A conversational AI agent for flight booking and KLM baggage policy queries. Built with LangGraph's ReAct loop — the agent decides which tool to call based on what you ask, remembers your conversation across messages, and responds in plain English.
Live demo → luxury-youtiao-5bef59.netlify.app
API → flight-agent-1.onrender.com
⚠️ Demo project. Uses hardcoded flight data, not real airline APIs. The RAG tool retrieves from a local KLM baggage policy document — not a live search tool.
- Check flight availability between airports
- Book a flight (returns a mock confirmation)
- File a customer complaint
- Answer KLM baggage policy questions — powered by BM25 retrieval over
klm_baggage.txt
| Layer | Technology |
|---|---|
| Agent framework | LangGraph (ReAct loop) |
| LLM | Groq — llama-3.3-70b-versatile |
| RAG retrieval | BM25Retriever (rank_bm25) — no local ML model |
| Conversation memory | LangGraph MemorySaver checkpointer |
| Backend | FastAPI + Uvicorn, deployed on Render |
| Frontend | Vanilla HTML/CSS/JS, deployed on Netlify |
| Cross-origin | FastAPI CORSMiddleware |
Why BM25 instead of vector embeddings?
The original implementation used HuggingFace sentence-transformers which pulls in PyTorch — blowing past Render's free tier 512MB RAM limit on startup. BM25 is pure Python, needs ~5MB RAM, and works well for keyword-heavy policy queries.
User → Netlify frontend
↓ POST /chat
FastAPI (Render)
↓
LangGraph ReAct agent
↓ (tool routing)
┌────────────────────────────┐
│ check_flight │
│ book_flight │
│ book_complaint │
│ rag_tool (BM25 retriever) │
└────────────────────────────┘
↓
Groq API (llama-3.3-70b)
The agent uses a MemorySaver checkpointer — each session gets a thread_id so the agent remembers earlier messages within the same conversation.
See ARCHITECTURE.md for a full breakdown of each file.

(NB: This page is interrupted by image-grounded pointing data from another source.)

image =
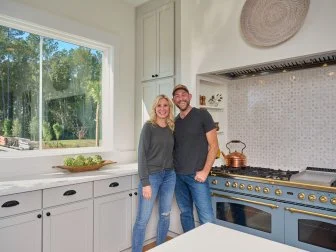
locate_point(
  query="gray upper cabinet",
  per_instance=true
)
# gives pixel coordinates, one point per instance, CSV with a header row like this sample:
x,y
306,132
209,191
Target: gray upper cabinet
x,y
157,43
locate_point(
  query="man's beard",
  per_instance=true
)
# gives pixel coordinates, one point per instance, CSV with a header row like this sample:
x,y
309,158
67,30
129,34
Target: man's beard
x,y
186,107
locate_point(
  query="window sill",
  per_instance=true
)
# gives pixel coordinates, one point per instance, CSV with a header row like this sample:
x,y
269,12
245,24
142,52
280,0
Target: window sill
x,y
48,153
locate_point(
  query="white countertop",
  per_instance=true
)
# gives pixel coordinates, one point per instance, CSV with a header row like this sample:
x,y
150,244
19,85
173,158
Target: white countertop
x,y
211,237
60,177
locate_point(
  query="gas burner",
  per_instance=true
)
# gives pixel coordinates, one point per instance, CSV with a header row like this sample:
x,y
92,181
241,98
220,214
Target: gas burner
x,y
256,172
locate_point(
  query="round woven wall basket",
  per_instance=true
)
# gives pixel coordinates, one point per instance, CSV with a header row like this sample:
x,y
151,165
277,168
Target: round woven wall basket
x,y
270,22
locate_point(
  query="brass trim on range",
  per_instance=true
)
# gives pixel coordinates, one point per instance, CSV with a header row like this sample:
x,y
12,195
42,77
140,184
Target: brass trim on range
x,y
295,210
244,200
277,182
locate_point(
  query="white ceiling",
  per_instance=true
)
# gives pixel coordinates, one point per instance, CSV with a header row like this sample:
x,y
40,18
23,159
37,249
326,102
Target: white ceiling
x,y
135,2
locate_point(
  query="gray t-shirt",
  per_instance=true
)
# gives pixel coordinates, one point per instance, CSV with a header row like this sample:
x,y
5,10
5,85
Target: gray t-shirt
x,y
155,152
191,145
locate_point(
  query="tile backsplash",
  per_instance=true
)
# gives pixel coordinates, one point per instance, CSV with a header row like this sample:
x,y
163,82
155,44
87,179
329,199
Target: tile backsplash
x,y
287,120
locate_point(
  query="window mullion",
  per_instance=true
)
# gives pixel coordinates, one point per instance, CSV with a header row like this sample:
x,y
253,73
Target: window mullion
x,y
40,96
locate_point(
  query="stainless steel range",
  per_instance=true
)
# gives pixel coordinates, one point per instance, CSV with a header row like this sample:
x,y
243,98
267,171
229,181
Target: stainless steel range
x,y
292,207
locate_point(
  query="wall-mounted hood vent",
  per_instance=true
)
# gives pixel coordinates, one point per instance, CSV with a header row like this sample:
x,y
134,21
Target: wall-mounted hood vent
x,y
293,64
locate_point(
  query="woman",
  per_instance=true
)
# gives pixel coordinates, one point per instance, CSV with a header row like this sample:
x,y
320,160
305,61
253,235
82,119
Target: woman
x,y
155,167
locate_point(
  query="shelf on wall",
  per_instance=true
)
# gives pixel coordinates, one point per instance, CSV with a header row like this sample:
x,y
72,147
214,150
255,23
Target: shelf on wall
x,y
211,107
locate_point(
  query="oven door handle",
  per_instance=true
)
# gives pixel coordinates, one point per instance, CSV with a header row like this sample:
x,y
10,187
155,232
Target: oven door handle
x,y
245,200
295,210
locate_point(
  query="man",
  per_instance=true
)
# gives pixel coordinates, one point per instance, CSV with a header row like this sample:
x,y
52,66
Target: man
x,y
195,150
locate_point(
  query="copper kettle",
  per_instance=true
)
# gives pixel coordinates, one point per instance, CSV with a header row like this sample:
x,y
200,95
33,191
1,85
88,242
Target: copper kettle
x,y
235,159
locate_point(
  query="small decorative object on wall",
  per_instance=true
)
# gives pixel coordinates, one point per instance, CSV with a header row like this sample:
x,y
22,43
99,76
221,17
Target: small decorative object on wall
x,y
270,22
215,100
202,100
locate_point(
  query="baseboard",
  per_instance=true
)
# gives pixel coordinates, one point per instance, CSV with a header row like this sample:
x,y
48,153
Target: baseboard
x,y
153,244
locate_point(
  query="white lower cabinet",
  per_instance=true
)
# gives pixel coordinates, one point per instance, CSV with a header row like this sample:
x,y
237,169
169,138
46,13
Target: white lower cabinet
x,y
68,228
21,233
112,222
153,221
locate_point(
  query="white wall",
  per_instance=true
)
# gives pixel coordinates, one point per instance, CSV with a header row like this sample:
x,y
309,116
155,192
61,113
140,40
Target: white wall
x,y
211,39
111,21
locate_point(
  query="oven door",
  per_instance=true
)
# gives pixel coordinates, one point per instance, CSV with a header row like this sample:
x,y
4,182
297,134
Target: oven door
x,y
251,215
310,229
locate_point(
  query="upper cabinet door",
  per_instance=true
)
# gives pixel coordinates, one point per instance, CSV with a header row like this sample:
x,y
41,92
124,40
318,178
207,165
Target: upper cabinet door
x,y
149,36
157,43
165,46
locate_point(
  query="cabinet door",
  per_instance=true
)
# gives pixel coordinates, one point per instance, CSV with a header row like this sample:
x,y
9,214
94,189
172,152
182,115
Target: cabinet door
x,y
112,226
149,92
165,41
68,228
149,43
165,86
152,224
21,233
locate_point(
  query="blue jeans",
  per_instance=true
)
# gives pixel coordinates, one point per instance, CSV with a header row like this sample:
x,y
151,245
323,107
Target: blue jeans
x,y
188,192
162,184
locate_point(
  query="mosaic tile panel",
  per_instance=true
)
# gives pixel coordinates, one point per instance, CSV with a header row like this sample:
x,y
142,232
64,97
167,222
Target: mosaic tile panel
x,y
287,120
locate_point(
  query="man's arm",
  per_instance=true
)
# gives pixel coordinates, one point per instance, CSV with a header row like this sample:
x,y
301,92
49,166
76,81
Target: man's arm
x,y
212,153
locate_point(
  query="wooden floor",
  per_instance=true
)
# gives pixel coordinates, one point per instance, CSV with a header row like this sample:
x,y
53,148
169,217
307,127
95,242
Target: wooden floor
x,y
152,245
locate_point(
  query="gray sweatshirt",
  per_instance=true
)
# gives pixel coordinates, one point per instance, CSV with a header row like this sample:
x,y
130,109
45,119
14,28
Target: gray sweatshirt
x,y
155,152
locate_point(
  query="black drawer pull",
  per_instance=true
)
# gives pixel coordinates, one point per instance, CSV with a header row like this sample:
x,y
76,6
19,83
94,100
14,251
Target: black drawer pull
x,y
114,184
10,203
69,192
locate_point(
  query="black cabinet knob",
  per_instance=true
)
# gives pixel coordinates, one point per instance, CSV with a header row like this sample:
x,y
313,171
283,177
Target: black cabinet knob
x,y
10,203
69,193
114,184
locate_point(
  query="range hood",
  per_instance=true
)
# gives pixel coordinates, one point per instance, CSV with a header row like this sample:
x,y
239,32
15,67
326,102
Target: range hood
x,y
285,65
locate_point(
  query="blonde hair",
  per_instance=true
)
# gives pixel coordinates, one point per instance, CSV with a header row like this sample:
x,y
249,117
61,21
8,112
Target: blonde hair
x,y
169,119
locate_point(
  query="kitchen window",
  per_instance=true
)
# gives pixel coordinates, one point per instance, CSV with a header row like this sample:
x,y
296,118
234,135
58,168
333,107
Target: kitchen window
x,y
50,90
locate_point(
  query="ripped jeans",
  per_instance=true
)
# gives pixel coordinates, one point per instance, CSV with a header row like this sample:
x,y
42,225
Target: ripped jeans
x,y
163,184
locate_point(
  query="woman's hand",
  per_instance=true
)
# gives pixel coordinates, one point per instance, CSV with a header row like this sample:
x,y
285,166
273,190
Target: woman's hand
x,y
147,192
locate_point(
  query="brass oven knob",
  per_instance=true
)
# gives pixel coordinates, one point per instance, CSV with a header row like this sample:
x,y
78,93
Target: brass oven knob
x,y
266,190
301,196
333,201
214,182
278,192
311,197
323,199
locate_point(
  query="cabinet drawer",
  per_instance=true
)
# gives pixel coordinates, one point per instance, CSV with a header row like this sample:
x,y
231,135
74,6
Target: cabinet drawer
x,y
66,194
20,202
108,186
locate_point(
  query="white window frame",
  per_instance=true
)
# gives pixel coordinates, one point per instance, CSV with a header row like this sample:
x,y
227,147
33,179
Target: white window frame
x,y
108,79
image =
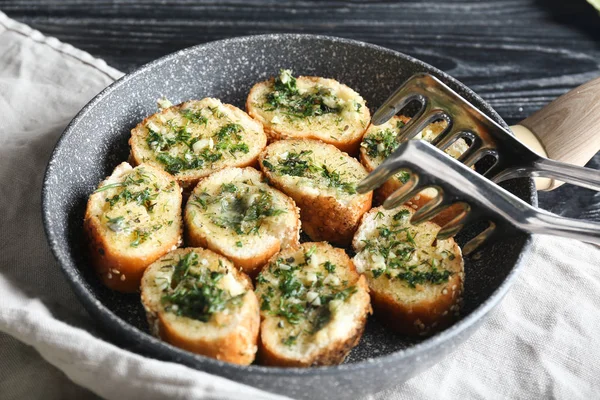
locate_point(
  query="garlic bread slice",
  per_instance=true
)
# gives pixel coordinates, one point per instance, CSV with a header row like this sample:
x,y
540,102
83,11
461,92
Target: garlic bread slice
x,y
196,138
133,218
309,107
197,300
322,180
380,142
416,281
235,213
314,307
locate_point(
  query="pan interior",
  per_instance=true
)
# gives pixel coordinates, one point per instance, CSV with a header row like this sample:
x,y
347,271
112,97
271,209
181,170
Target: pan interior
x,y
97,141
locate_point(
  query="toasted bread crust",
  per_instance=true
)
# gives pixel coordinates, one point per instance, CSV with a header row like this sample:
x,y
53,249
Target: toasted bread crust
x,y
349,144
254,136
334,354
251,260
117,270
273,352
323,216
402,311
236,344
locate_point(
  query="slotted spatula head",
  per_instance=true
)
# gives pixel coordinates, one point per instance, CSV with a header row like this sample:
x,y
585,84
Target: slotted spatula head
x,y
439,102
479,198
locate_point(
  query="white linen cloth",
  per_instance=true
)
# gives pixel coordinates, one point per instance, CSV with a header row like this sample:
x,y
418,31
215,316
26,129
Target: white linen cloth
x,y
542,341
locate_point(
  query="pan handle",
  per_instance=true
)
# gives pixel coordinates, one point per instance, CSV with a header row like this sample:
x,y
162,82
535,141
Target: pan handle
x,y
567,129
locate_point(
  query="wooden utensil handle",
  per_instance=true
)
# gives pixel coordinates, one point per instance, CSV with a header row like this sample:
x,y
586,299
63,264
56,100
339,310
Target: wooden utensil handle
x,y
568,128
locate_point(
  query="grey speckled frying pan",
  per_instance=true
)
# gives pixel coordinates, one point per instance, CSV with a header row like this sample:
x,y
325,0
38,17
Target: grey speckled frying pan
x,y
96,141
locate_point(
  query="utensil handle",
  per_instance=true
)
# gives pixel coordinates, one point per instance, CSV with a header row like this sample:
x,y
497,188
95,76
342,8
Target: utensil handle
x,y
568,129
586,177
546,170
547,223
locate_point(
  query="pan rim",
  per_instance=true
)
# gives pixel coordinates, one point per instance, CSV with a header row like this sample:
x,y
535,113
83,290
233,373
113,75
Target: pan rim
x,y
149,344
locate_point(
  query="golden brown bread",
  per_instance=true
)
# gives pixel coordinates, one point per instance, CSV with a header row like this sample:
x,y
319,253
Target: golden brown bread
x,y
416,281
322,181
196,138
235,213
197,300
133,218
309,107
314,307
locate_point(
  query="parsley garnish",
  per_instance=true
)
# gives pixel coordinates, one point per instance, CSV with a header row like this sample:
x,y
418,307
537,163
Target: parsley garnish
x,y
287,98
195,294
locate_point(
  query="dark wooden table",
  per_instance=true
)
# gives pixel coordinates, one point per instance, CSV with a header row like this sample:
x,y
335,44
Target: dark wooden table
x,y
517,54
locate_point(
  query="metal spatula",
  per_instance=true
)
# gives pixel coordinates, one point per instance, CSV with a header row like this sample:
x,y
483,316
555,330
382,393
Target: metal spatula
x,y
480,198
486,137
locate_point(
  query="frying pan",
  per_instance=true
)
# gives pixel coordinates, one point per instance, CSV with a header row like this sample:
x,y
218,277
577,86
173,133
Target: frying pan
x,y
96,141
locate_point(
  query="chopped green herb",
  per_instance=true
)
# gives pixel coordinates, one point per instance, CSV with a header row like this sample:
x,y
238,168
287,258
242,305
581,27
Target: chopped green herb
x,y
287,98
195,117
329,266
309,253
290,340
401,214
239,214
195,294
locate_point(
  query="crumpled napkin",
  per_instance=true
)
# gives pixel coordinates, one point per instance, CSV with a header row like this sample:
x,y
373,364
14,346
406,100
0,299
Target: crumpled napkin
x,y
542,341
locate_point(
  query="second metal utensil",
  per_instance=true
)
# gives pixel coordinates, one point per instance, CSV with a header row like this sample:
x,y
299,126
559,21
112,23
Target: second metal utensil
x,y
486,137
480,198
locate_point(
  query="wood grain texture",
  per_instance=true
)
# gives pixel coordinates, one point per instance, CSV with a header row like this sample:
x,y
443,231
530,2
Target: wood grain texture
x,y
517,54
569,127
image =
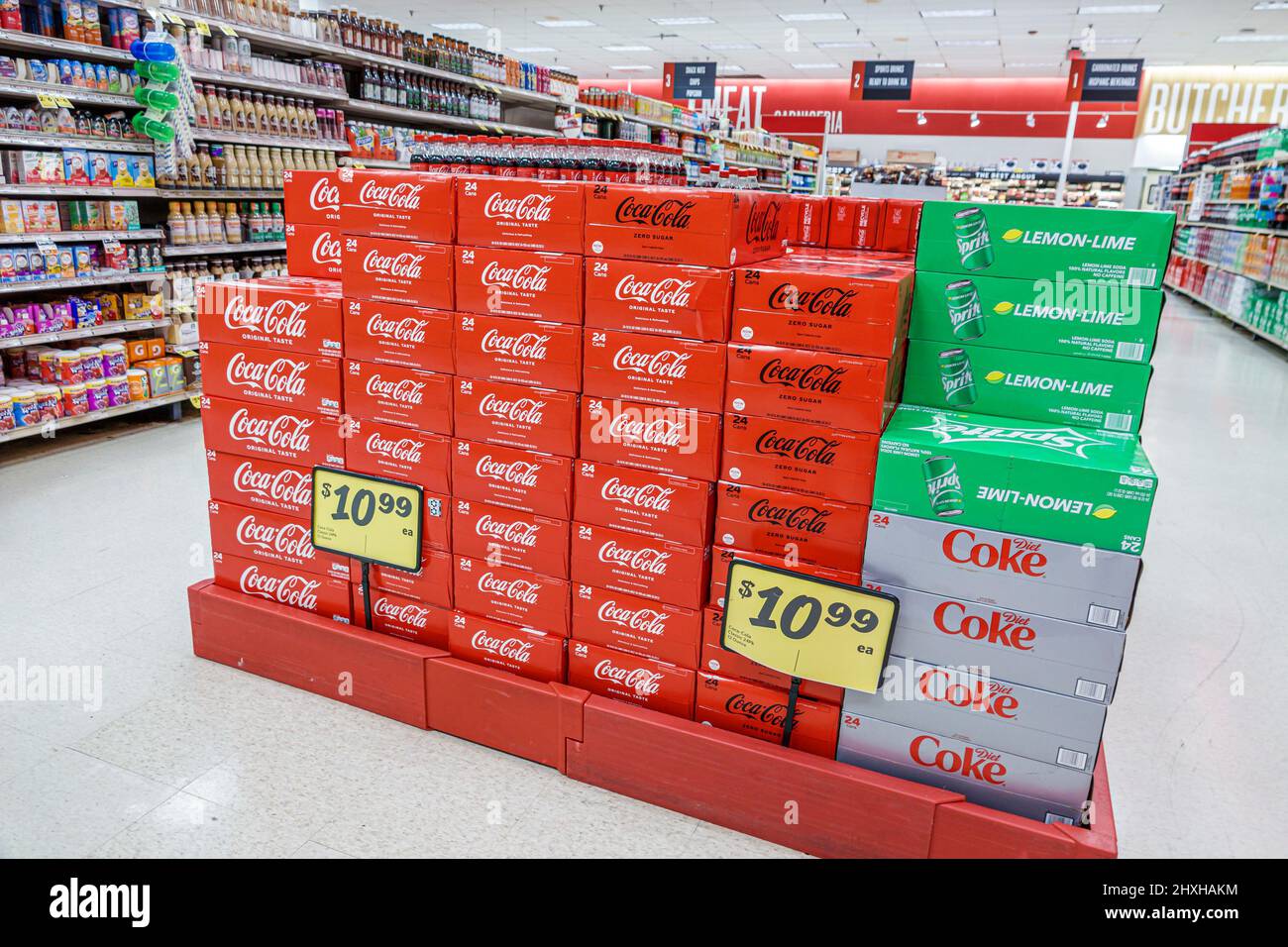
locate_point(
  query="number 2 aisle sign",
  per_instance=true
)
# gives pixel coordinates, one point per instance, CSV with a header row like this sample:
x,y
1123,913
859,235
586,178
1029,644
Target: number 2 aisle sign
x,y
807,628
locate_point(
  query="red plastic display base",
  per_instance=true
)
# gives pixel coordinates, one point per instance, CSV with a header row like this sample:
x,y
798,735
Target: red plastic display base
x,y
786,796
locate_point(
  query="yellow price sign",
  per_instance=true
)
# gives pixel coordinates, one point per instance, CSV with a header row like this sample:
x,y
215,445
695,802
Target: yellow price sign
x,y
807,628
369,518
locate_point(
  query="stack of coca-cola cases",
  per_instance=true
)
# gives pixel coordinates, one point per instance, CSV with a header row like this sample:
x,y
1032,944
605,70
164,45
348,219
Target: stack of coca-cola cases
x,y
606,393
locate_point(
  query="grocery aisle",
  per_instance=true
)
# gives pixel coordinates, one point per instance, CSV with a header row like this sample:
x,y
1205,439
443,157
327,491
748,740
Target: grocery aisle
x,y
189,758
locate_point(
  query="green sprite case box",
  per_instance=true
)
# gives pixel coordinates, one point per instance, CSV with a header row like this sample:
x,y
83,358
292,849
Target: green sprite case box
x,y
1087,318
1031,243
1046,480
1056,389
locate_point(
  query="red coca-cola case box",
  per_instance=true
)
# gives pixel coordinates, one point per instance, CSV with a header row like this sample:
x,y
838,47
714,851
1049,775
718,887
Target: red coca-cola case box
x,y
519,283
668,508
761,711
509,476
643,681
510,538
658,298
651,437
848,392
800,458
407,205
261,484
292,316
522,651
286,585
531,419
640,566
394,334
519,213
673,224
520,352
773,522
261,431
273,538
677,372
398,270
399,454
857,309
268,376
636,625
514,595
313,252
389,393
310,197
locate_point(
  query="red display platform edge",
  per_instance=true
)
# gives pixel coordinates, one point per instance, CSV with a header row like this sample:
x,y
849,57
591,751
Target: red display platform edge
x,y
794,799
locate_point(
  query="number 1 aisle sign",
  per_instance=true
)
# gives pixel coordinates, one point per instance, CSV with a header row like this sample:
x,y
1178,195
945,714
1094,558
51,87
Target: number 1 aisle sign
x,y
807,628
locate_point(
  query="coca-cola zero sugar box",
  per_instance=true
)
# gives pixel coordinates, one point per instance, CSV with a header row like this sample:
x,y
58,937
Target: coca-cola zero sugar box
x,y
519,213
261,431
678,372
518,596
389,393
519,283
531,419
658,299
522,352
271,377
395,334
632,678
398,270
284,585
408,205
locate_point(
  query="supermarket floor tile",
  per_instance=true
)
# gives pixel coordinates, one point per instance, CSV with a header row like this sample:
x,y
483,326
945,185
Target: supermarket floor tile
x,y
172,755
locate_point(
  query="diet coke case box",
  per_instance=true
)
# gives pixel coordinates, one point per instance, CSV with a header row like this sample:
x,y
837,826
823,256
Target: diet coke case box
x,y
848,392
640,566
510,538
407,205
286,585
772,522
1059,656
520,283
393,334
658,299
673,224
635,625
399,454
520,213
999,569
761,711
288,316
398,270
261,431
520,479
800,458
270,377
513,595
271,538
313,252
261,484
665,440
531,419
642,681
520,352
391,394
522,651
677,372
668,508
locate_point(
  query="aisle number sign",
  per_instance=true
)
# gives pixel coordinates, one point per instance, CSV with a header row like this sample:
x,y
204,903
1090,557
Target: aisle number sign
x,y
370,518
807,628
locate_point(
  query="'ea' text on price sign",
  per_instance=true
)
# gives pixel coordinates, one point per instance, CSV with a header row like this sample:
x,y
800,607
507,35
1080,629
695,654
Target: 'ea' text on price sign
x,y
807,628
369,518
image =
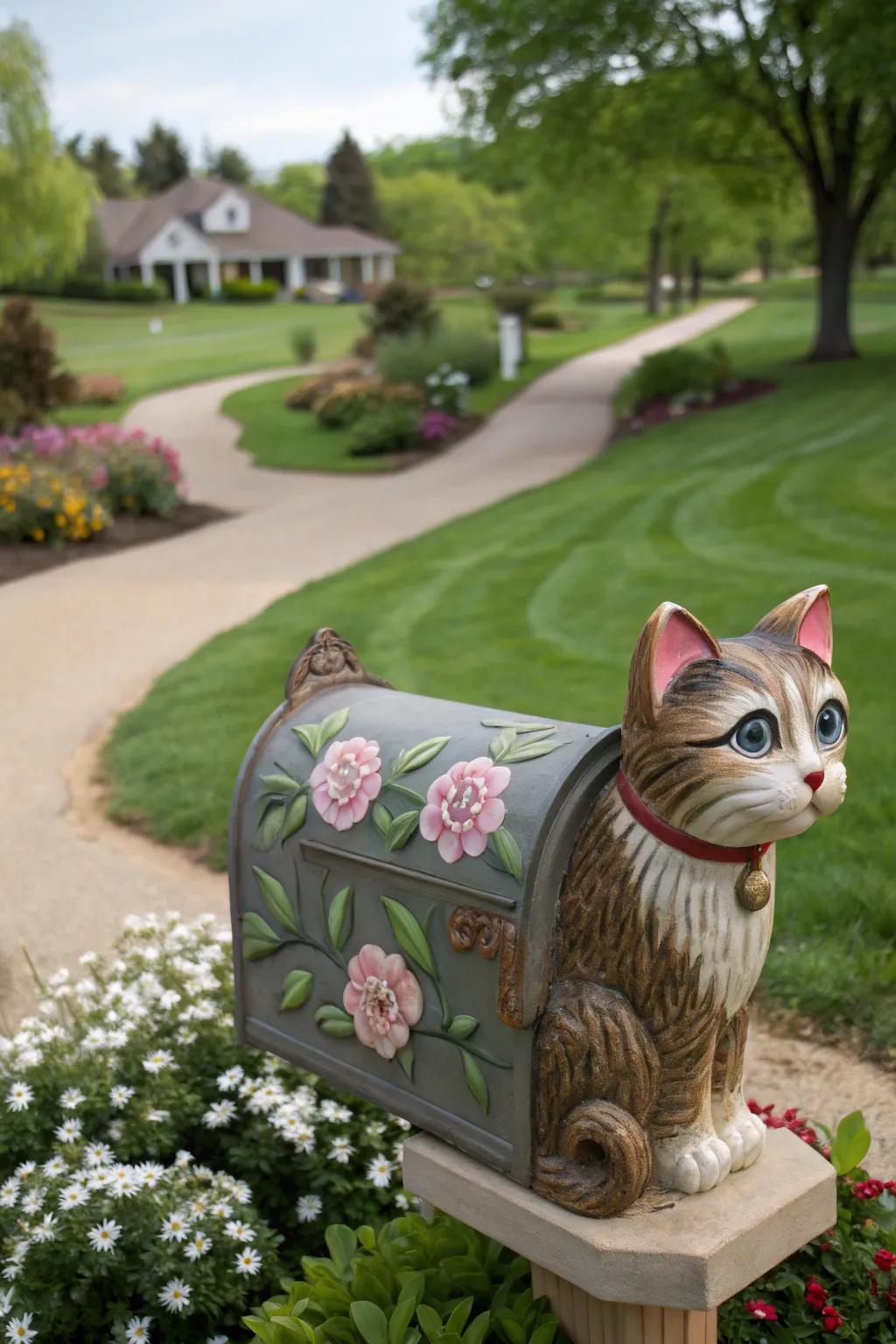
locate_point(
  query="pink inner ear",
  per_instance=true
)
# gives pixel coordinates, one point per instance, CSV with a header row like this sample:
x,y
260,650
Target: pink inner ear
x,y
816,629
680,642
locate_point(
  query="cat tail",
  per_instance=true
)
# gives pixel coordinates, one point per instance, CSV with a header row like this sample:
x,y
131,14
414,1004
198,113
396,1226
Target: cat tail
x,y
595,1078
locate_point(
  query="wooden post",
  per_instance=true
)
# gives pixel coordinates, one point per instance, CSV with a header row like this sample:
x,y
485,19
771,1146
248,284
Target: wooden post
x,y
655,1274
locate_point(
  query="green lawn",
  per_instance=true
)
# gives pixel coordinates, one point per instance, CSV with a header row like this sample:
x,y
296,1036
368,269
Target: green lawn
x,y
283,438
544,596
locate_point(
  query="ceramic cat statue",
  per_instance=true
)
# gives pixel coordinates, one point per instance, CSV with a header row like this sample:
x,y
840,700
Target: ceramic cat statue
x,y
728,746
537,940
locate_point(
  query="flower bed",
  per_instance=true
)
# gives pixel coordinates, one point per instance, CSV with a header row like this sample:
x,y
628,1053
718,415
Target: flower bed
x,y
69,484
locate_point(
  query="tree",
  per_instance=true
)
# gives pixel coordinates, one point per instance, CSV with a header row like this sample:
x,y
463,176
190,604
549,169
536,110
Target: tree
x,y
46,198
228,164
103,162
161,159
349,197
298,187
816,75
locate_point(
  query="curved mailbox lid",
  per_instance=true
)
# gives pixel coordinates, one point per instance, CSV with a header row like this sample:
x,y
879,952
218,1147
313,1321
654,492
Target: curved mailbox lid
x,y
554,779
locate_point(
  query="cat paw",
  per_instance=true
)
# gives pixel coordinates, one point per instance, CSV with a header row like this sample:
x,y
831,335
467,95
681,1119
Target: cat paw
x,y
745,1136
690,1163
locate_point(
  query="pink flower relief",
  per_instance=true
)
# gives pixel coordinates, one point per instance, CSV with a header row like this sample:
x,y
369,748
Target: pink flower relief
x,y
383,998
462,807
346,781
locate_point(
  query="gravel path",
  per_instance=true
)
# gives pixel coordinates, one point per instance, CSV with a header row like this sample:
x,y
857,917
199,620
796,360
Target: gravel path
x,y
83,641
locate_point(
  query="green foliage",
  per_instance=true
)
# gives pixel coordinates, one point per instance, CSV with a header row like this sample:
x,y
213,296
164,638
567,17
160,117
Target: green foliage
x,y
682,374
161,159
30,368
304,344
393,428
413,359
410,1283
250,290
46,200
349,197
402,310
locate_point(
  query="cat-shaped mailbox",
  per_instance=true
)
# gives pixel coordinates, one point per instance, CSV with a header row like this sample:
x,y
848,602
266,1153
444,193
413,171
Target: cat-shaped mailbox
x,y
537,940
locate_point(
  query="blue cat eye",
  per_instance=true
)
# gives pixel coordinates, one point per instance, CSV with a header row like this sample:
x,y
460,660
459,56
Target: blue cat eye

├── api.py # FastAPI app — /chat endpoint + CORS
├── graph.py # LangGraph StateGraph + MemorySaver checkpointer
├── tools.py # BM25 RAG tool + flight/complaint tools
├── context.py # Model name + system prompt config
├── state.py # State and InputState definitions
├── utils.py # load_chat_model helper
├── prompts.py # System prompt
├── klm_baggage.txt # RAG knowledge base (KLM baggage policy)
├── requirements.txt
└── runtime.txt # Python version pin for Render
git clone https://github.com/MAGUIRE-GOATED/Flight_agent
cd Flight_agent
python -m venv venv && source venv/bin/activate # Windows: venv\Scripts\activate
pip install -r requirements.txtCreate a .env file:
GROQ_API_KEY=your_key_here
Start the API:
uvicorn api:app --reloadThen open http://localhost:8000/docs to try it via Swagger UI.
- Backend — Render (free tier).
runtime.txtpins the Python version. Auto-deploys on push tomain. Note: free instances sleep after inactivity — first request after idle takes ~50s. - Frontend — Netlify (drag and drop
index.html). CORS is scoped to the Netlify URL inapi.py.